1.
Писал я стих... застрял на середине —
куда девался ангел вездесу-
щий мой?.. В терцине иже, как в трясине,
увяз в тайге фонемной, как Дерсу
Уза́ла я — о, помоги, Арсеньев,
ибо позора больше не снесу:
закончить стих я должен в воскресенье,
на крайний случай, в понедельник, но
тогда — прыжок в окно, и нет спасенья.
2.
Прививкою классической вакцины,
я свой не крест — Давида щит — несу,
предпочитая дольнику терцины.
А нынче лето... Отпуск на носу —
и снова с антресолей чемоданы
мне стаскивать... Но ломанного су
не стоит уж приязнь червонной дамы
(хотя какой там "уж" — скорей, питон),
ввиду тупой пилы кардиограммы.
3.
"Земную жизнь пройдя до середины",
я понял, что не понял ни хрена —
да и сегодня редких влас седины
не принесли ума — ни седина,
ни бес в ребро, ни те, четыре сбоку —
и ваших нет.

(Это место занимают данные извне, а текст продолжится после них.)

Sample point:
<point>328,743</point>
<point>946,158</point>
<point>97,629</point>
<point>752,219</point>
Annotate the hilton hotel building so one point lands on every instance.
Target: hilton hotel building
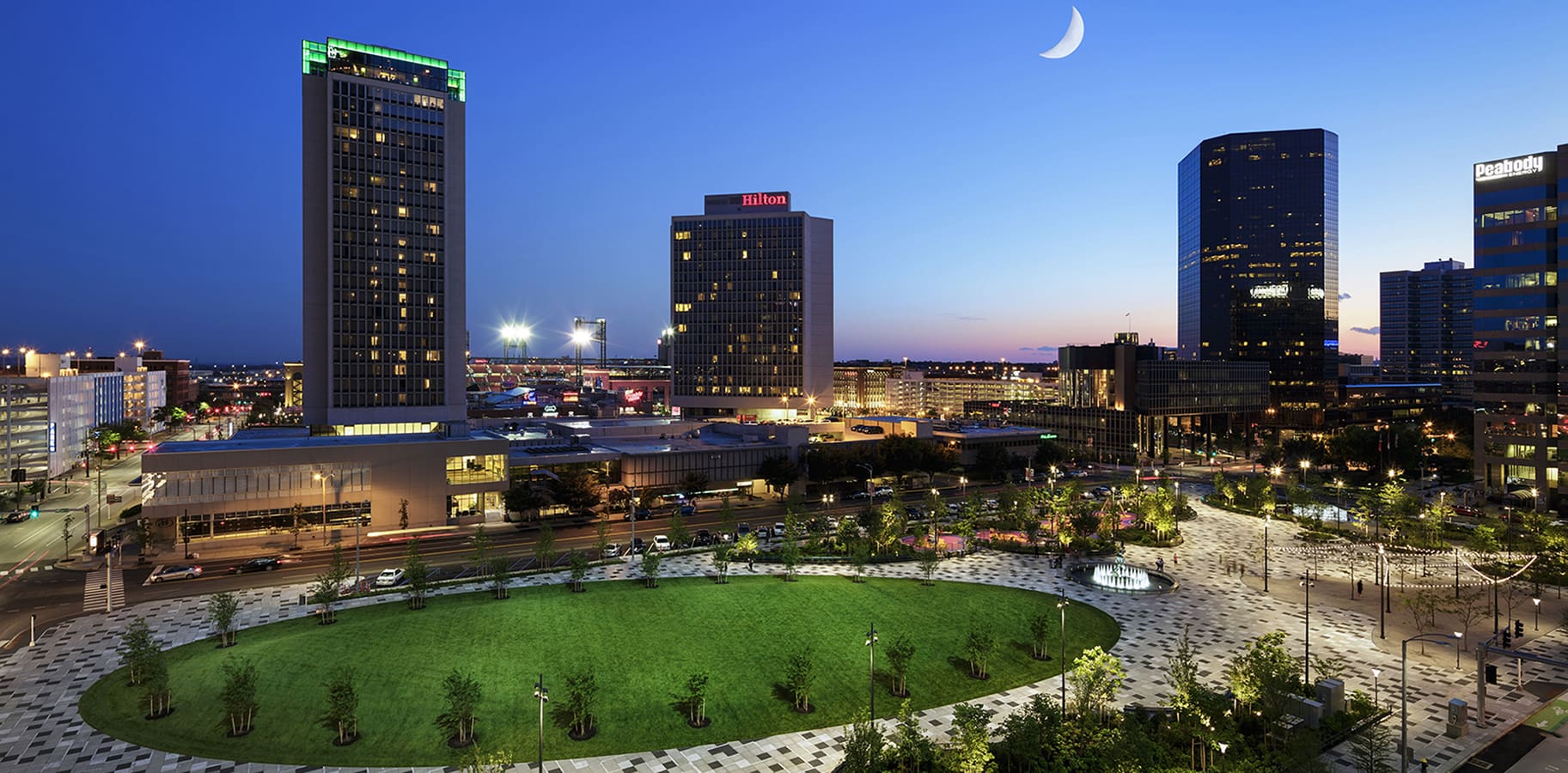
<point>752,309</point>
<point>1518,374</point>
<point>383,259</point>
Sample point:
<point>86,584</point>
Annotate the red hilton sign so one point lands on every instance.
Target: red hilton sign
<point>764,199</point>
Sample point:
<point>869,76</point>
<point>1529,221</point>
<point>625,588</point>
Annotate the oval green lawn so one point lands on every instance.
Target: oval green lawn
<point>642,645</point>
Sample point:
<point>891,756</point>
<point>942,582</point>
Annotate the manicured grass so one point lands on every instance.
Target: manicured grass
<point>642,643</point>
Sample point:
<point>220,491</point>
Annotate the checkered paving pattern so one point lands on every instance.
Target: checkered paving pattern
<point>40,727</point>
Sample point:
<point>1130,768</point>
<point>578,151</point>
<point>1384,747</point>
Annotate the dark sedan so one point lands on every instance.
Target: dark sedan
<point>254,565</point>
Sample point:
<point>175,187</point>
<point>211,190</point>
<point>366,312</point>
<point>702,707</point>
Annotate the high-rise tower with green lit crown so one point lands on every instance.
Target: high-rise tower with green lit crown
<point>385,235</point>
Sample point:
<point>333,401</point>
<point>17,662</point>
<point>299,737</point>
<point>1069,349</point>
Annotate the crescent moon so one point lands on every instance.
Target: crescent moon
<point>1068,41</point>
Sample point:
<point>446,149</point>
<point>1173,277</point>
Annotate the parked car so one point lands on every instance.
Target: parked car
<point>176,573</point>
<point>254,565</point>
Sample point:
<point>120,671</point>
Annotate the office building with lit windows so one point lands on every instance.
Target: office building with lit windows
<point>752,309</point>
<point>385,336</point>
<point>385,248</point>
<point>1258,262</point>
<point>1425,326</point>
<point>1518,378</point>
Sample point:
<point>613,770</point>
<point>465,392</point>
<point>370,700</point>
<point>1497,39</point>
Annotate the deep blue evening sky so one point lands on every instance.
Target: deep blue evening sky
<point>988,201</point>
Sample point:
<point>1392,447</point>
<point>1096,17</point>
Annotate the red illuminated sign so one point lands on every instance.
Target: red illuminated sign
<point>764,199</point>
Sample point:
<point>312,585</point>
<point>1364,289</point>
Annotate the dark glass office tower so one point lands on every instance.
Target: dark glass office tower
<point>383,220</point>
<point>1425,326</point>
<point>752,309</point>
<point>1518,385</point>
<point>1258,260</point>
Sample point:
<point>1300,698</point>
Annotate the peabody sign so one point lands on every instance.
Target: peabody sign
<point>1510,168</point>
<point>764,199</point>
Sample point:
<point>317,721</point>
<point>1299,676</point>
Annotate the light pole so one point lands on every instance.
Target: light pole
<point>545,697</point>
<point>323,478</point>
<point>1266,551</point>
<point>1062,606</point>
<point>870,647</point>
<point>1404,706</point>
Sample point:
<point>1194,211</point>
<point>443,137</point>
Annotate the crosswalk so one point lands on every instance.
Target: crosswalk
<point>98,588</point>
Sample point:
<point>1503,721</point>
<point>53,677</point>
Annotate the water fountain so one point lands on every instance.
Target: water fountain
<point>1121,577</point>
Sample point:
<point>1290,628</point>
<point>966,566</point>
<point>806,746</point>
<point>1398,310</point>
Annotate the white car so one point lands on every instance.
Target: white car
<point>176,573</point>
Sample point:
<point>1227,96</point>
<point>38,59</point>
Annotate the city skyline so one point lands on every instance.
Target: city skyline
<point>967,174</point>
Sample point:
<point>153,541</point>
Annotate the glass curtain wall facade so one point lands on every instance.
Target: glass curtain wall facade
<point>383,235</point>
<point>1518,385</point>
<point>752,309</point>
<point>1258,260</point>
<point>1425,322</point>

Лишь вечная война
с императивом нравственным. И склоку
меж "когито" и странным "эрго сум"
на фоне сумм, от коих мало проку.
4.
Нас вновь одолевают сарацины —
гори огнём, постылый мой Левант:
под муэдзина вой пишу терцины
и шастаю за "шотами" в сервант...
Я заблудился в дебрях подсознанья,
разыскивая пятый свой квадрант,
иль пятый угол — радость узнаванья
беспомощности праздник не сулит —
но то скулит, чему и нет названья.
5.
Приветствую тебя, великий Данте,
творец терцин и "Ада" — Алигьери!
Поклонник с бородою команданте,
в сугубо левантийском интерьере,
обрёл я ад в реалиях земных...
И на своей поставив крест карьере,
я принял гнёт уже забот иных,
и выжимкой из плотских наслаждений
земная жизнь оборотилась в жмых.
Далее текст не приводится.